Lorsque le contact avec la mort éveille à la vie



Katherine Jerkovic , adminhc@horschamp.qc.ca

1998, juin 14


La notte (1961)

est aussi l'histoire d'une plaie, d'une fracture. Elle est cependant plus complexe que les cas analysés précédemment, parce que la fracture du couple de La notte s'étale, progressivement, tout au long du film, qui lui s'étale sur une nuit. Le thème de l'évanescence de l'amour -due à l'usure, au temps, aux changements...- est au centre du film, et à ses alentours. De même que Il grido , La notte n'est pas une histoire d'amour mais une histoire sur l'amour, et sur son évanescence. Le personnage de Tommaso, agonisant puis mort dans la nuit, incarne d'ailleurs cette idée. Mais, ce que Tommaso incarne surtout, c'est ce tiers personnage , élément cher à Antonioni, qui n'est pas principal mais fondamental -qui donne naissance à l'intrigue.

Pendant le générique d'ouverture, le film offre d'impressionnants panoramiques d'une ville moderne. Le dernier d'entre eux est vertical et divise le cadre en deux images: celle de la ville et celle de son reflet sur une surface vitrée, c'est la limite de cette surface vitrée qui trace la ligne de division entre deux perceptions de la réalité. Deux accès jumeaux et coercitifs, qui renvoient de l'un à l'autre: l'entourage réel et son reflet, sa marque. Cette image aboutit à Tommaso se réveillant en sursaut, comme d'un cauchemar, dans son lit d'hôpital. Presque comme s'il avait été traumatisé par ce monde moderne et par son côté trompe-l'oeil. Il serait sûrement exagéré de dire, à partir de ce recours esthétique, que la modernité a tué Tommaso; n'empêche qu'une remise en question de l'aspect matériel de cette société est introduite; et qu'elle mène à un personnage mourant. N'empêche que l'agonie et la mort de ce personnage déclenchent une remise en question chez le couple principal (Lidia et Giovanni). Le plan de la ville et de son reflet témoigne aussi d'un certain ludisme visuel qui deviendra de plus en plus signifiant au long du film.

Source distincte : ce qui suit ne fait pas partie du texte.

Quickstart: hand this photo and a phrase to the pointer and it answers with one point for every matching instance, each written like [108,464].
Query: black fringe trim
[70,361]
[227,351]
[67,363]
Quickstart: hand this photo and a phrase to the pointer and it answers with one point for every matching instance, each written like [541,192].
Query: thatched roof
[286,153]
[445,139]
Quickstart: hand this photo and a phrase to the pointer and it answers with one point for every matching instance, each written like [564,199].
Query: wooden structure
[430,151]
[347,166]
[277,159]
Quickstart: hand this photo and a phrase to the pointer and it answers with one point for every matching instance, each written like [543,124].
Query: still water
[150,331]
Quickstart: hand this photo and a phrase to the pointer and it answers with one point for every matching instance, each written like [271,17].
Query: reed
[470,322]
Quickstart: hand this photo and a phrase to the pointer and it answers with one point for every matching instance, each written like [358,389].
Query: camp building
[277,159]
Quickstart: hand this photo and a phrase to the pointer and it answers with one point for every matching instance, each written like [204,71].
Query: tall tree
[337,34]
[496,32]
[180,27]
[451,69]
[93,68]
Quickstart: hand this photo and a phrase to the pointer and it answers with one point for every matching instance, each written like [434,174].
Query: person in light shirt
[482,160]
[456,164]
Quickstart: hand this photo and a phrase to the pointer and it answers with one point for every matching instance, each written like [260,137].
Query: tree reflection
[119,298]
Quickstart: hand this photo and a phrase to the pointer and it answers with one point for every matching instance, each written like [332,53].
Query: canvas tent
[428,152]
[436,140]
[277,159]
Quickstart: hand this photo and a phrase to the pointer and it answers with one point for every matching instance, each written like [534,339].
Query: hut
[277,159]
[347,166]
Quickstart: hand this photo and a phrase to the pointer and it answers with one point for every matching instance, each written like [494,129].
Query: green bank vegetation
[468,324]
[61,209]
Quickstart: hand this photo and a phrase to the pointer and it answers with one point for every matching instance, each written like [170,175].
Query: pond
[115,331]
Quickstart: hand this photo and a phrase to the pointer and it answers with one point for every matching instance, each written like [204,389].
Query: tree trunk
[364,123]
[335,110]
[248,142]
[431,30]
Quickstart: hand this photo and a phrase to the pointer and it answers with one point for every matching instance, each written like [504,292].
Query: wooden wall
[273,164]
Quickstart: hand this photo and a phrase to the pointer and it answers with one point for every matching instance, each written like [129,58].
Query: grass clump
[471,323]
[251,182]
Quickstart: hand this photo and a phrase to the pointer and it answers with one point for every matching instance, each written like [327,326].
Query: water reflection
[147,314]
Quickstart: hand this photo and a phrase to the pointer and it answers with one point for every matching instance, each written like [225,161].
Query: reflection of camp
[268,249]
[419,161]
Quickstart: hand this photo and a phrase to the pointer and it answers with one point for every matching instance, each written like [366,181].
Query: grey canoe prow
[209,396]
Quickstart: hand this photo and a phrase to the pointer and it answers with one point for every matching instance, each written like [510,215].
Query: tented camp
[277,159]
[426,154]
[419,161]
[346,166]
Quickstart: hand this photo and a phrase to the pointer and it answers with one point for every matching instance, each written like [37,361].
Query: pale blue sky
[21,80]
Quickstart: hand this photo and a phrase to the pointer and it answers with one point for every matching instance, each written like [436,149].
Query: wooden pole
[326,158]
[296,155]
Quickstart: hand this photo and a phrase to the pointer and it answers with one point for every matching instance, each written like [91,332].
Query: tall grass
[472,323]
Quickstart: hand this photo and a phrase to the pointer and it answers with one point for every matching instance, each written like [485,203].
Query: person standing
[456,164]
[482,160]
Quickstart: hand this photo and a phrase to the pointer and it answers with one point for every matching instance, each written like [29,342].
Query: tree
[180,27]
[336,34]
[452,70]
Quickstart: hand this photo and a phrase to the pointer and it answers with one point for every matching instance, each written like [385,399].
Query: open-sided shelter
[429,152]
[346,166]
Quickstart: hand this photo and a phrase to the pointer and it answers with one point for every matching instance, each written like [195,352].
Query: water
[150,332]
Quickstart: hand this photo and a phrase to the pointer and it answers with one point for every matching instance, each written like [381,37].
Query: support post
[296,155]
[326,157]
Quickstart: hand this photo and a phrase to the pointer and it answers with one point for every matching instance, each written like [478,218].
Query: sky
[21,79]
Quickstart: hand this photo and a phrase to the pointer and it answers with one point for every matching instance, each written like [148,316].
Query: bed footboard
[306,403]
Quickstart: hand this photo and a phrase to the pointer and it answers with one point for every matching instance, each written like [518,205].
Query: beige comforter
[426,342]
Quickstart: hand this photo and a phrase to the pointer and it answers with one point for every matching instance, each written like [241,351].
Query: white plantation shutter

À l'hôpital, lors de son dernier jour de vie (premier jour du film), Tommaso reçoit la visite d'un couple de vieux amis... Lidia et Giovanni qui ne se parlent pas, ne se regardent plus, ne gardent de leur amour initial que l'habitude et les souvenirs. Les compositions des plans de cette visite disent déjà ce que le film prépare aux personnages. Que ces heures sont les dernières pour Tommaso est sensible dans les cadrages où il est à demi-assis, appuyé sur son oreiller, n'occupant que le tiers droit du cadre, si incliné qu'on le sent prêt à tomber hors du cadre. On le sent glisser, suavement dégringoler. Que la mort de ce personnage mettra la relation Lidia-Giovanni sous une nouvelle lumière est imprévisible mais visible dans les multiples éclairages où une luminosité puissante, blanche, presque magique, enveloppe Tommaso. N'enveloppe que Tommaso. Comme c'est le cas, entre autres, du plan où lui et Giovanni sont de profil en train de boire du champagne et la tête de la mère de Tommaso est vue de dos, au premier plan (en spectatrice de cette mort qui s'empare de son fils). Lidia vient de les quitter, dépassée par la tristesse. L'éclairage de ce plan est drastique: Toute la lumière de la fenêtre (et plus) semble se déposer sur Tommaso, sanctifié, l'espace qu'il occupe est blanc et brillant; tandis que Giovanni, assis à quelques pas, reste dans l'ombre.

Ainsi sont les compositions visuelles d'Antonioni, qui dévoilent les personnages à un point où on les sent démunis... on les sent martyrs et marionnettes.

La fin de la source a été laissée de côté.